Listen to Ben Judah and Dmitri Linnik on Putin's information war

It has been open season on all things Russian for a while now. Their athletes cheat and get banned from sporting events. Whereas ours take performance-enhancing drugs solely to combat their crippling asthma attacks which might otherwise prevent them from winning the Tour de France. The US accuses Putin of conducting cyberwarfare to influence the presidential election. Well sure, although they’re not doing quite enough right now, by my reckoning — step it up a bit, Dmitri. But are we to believe that the US has no covert cyberwarfare going on?

And then there’s Russia Today, now thrust into the frontline. NatWest, largely state-owned, announced in gravely pious terms that it intended to close the bank accounts of the British-based, Russian-financed broadcaster. Hell, we never did that to Pravda. NatWest has subsequently backed down, as soon as Russia Today — with some justification — complained about restrictions upon freedom of speech and threatened to freeze the financial accounts of the BBC operation in Russia. While our government, keeping a straight face, denied having influenced the original NatWest decision — yeah, right — a spokesman for Theresa May added, ill-advisedly: ‘More broadly, do we want to make sure that misinformation is not being spread? Of course we do.’

So I think that’s pretty clear, is it not? There is indeed direct government involvement. We try to harass and hopefully close down a broadcaster because it is putting out stuff with which our government disagrees. I thought that was what the Russians were supposed to do; stifle dissent? And yet while Russia Today is indeed reliably compliant on Putin’s excesses, its news reports — often mirroring good old UK tabloid newspaper hackery — sometimes reveal a truth which would have been otherwise hidden. The problem, then, is not that they are spreading misinformation, but that Russia Today is spreading truthful information which the UK government finds extremely unhelpful. Is it non-biased and non-partisan, does it always give balance and right of reply? No, no and thrice no. Does the BBC?

There is a certain predilection among some British people, especially men of around about my age, to admire Vladimir Putin — largely for his decisiveness and social conservatism. While the West flounders, Putin acts — and so we might forgive him the occasional homophobic spasm (or even commend him for it). I am not a member of his burgeoning British fan club, though. It is easy to be decisive when you face no democratic challenge — which Putin assuredly does not. He strikes me as amoral and ruthless and belligerent. And I do not know how deeply ingrained is that weird, stripped-naked-wrestling-a-bear machismo, or how much it is for show. This is my worry: we provoke and provoke, we distort the facts in order to suit our agenda, we vilify Putin and his country in a wholly belligerent, one-eyed, manner, ignoring our own misdeeds — in Ukraine, in Syria and Iraq, and with regard to human rights and freedom of speech.

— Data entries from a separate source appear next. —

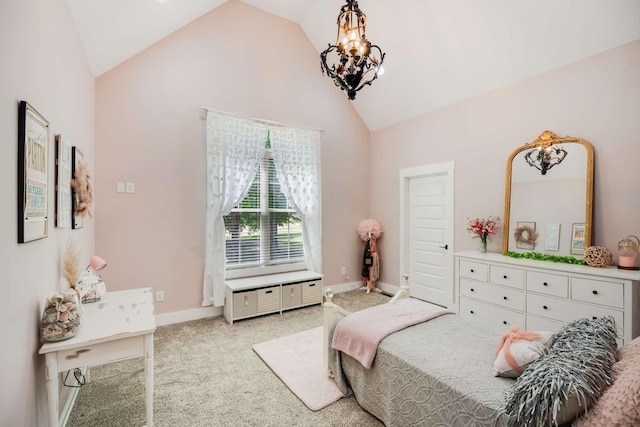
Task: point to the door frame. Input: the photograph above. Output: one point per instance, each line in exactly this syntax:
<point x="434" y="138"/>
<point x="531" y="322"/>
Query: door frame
<point x="420" y="171"/>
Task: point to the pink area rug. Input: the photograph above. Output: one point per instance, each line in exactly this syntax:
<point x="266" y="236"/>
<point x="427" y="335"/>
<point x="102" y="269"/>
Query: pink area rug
<point x="297" y="360"/>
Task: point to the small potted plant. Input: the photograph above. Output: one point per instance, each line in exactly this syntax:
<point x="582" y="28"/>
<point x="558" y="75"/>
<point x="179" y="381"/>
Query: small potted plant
<point x="483" y="228"/>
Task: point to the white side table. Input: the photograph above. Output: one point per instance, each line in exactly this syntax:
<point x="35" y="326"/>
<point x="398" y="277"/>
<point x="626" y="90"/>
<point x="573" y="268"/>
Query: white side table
<point x="120" y="326"/>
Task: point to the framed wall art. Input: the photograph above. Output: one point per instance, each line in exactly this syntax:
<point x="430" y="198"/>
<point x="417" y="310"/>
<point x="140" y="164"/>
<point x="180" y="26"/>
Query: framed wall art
<point x="81" y="191"/>
<point x="577" y="239"/>
<point x="33" y="184"/>
<point x="63" y="183"/>
<point x="552" y="241"/>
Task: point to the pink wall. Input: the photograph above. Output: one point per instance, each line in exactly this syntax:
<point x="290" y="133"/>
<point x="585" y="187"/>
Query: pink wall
<point x="237" y="59"/>
<point x="44" y="64"/>
<point x="597" y="99"/>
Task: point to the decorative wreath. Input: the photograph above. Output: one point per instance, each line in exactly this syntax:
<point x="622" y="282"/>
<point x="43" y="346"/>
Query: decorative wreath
<point x="598" y="256"/>
<point x="82" y="189"/>
<point x="526" y="235"/>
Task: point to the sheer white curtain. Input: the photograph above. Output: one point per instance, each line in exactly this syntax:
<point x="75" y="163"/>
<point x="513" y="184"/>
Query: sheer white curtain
<point x="296" y="155"/>
<point x="235" y="147"/>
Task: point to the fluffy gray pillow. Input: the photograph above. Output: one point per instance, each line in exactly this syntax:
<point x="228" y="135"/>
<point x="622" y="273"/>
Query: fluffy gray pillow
<point x="569" y="376"/>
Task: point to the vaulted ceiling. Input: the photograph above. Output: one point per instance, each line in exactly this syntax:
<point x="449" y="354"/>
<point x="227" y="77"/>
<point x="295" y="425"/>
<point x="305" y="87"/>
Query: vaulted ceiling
<point x="438" y="52"/>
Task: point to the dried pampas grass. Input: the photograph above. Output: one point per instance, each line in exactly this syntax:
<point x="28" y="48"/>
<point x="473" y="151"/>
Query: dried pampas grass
<point x="82" y="189"/>
<point x="71" y="264"/>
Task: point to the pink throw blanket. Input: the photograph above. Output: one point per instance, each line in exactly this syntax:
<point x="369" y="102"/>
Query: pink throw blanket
<point x="359" y="334"/>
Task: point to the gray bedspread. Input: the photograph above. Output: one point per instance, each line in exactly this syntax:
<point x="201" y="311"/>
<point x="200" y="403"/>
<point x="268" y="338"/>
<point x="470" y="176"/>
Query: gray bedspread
<point x="437" y="373"/>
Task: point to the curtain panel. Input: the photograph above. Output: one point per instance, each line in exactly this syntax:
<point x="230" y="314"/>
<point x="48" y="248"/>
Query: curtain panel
<point x="296" y="155"/>
<point x="234" y="149"/>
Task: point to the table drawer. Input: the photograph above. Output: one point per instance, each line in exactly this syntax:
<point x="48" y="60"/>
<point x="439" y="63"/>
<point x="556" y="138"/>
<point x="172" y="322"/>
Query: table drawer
<point x="245" y="304"/>
<point x="596" y="292"/>
<point x="502" y="296"/>
<point x="291" y="295"/>
<point x="268" y="299"/>
<point x="101" y="353"/>
<point x="506" y="276"/>
<point x="474" y="270"/>
<point x="312" y="292"/>
<point x="497" y="318"/>
<point x="548" y="284"/>
<point x="566" y="310"/>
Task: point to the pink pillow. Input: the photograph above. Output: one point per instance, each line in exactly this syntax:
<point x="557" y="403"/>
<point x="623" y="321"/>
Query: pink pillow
<point x="517" y="350"/>
<point x="619" y="405"/>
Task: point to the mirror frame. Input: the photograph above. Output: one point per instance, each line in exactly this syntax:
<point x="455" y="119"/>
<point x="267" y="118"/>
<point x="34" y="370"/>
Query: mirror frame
<point x="547" y="139"/>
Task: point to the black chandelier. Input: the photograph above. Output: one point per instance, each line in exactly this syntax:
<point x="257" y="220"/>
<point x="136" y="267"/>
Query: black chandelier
<point x="358" y="62"/>
<point x="544" y="158"/>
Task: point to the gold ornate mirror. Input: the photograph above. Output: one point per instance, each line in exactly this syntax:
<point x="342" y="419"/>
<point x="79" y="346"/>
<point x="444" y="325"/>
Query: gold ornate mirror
<point x="548" y="204"/>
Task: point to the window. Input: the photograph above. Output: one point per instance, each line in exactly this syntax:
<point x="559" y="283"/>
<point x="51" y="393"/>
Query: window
<point x="263" y="229"/>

I fervently hope that, as Paul Wood suggests on p. 12, Putin’s belligerence is just an act for international consumption, and that he is nowhere near as stupid as Andrew Mitchell or Boris Johnson. That’s what I cling to, before I book those flights to Wellington. Because it may very well be a misplaced hope. And he may be pushed further than he can be seen to endure.

Putin is at least partly our creation, too, of course. You cannot divest a country of its empire, its political system and raison d’être, its industry, its jobs, its money, its prestige and world stature in five or six short years and not expect some sort of rebound, some sort of hankering after the old way of life, the craving for a Stalin-lite. A hankering after Putin. It was a missed opportunity, back in the mid-1990s, not to have love-bombed Russia, and invited it to join Nato. Now we must deal with Putin, as a consequence. And we are failing to do so. We are losing all ends up.